Department of Cardiac Surgery, Sana Cardiac Surgery Stuttgart GmbH, Stuttgart, Germany.
Biotechnol J. 2013 Mar;8(3):345-51. doi: 10.1002/biot.201200288. Epub 2012 Dec 11.
The Ross operation is a complex procedure for aortic valve replacement in which the pulmonary autograft is replaced by a homograft. However, homograft availability is becoming limited. This report evaluates the performance of porcine stentless prostheses as alternative pulmonary substitutes. Echocardiographic results from two patient cohorts were compared at time of discharge and 1 year after a Ross procedure. Thirty-three patients (median age 42 years, range 17-62 years, 76% male) received a stentless prosthesis (median size 25.6 mm, range 25-29 mm) for right ventricular outflow tract reconstruction. Clinical data were not significantly different from 106 patients (median age 47 years, range 2-68 years, 75% male) who received cryopreserved homografts (median size 26 mm, range 20-33 mm). At time of discharge, peak pressure gradients (ΔPmax ) across the stentless valve (median ΔPmax 13 mmHg, range 2-26 mmHg) were higher compared to homografts (median ΔPmax 7 mmHg, range 1-32 mmHg, p<0.001). At 1 year, gradients increased in both groups, but were significantly higher across stentless valves (median ΔPmax 23 mmHg, range 10-81 mmHg vs. median ΔPmax 13 mmHg, range 2-74 mmHg, p<0.001). Eleven patients (33%) in the stentless-valve group were classified "at risk" with a ΔPmax of ≥30 mmHg. Four of them (12%) had to be re-operated. In conclusion, stentless valves showed higher pressure gradients and their performance was inferior to cryopreserved homografts. See accompanying commentary by Ulrich Stock DOI: 10.1002/biot.201200341.

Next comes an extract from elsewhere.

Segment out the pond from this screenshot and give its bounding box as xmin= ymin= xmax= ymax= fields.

罗斯手术是一种复杂的主动脉瓣置换术,其中使用同种移植物替换肺动脉自体移植物。然而,同种移植物的供应变得有限。本报告评估了无支架猪生物瓣作为替代肺动脉的性能。对两批患者的超声心动图结果在出院时和罗斯手术后 1 年进行了比较。33 例患者(中位年龄 42 岁,范围 17-62 岁,76%为男性)接受无支架假体(中位大小 25.6mm,范围 25-29mm)进行右心室流出道重建。临床数据与 106 例接受冷冻同种移植物(中位大小 26mm,范围 20-33mm)的患者无显著差异(中位年龄 47 岁,范围 2-68 岁,75%为男性)。出院时,无支架瓣膜的峰值压力梯度(ΔPmax)(中位数ΔPmax 13mmHg,范围 2-26mmHg)高于同种移植物(中位数ΔPmax 7mmHg,范围 1-32mmHg,p<0.001)。1 年后,两组的梯度均增加,但无支架瓣膜的梯度显著更高(中位数ΔPmax 23mmHg,范围 10-81mmHg 与中位数ΔPmax 13mmHg,范围 2-74mmHg,p<0.001)。无支架瓣膜组 11 例(33%)患者被归类为“高危”,其ΔPmax≥30mmHg。其中 4 例(12%)需要再次手术。总之,无支架瓣膜的压力梯度较高,其性能不如冷冻同种移植物。见随附评论由 Ulrich Stock 博士撰写,DOI:10.1002/biot.201200341。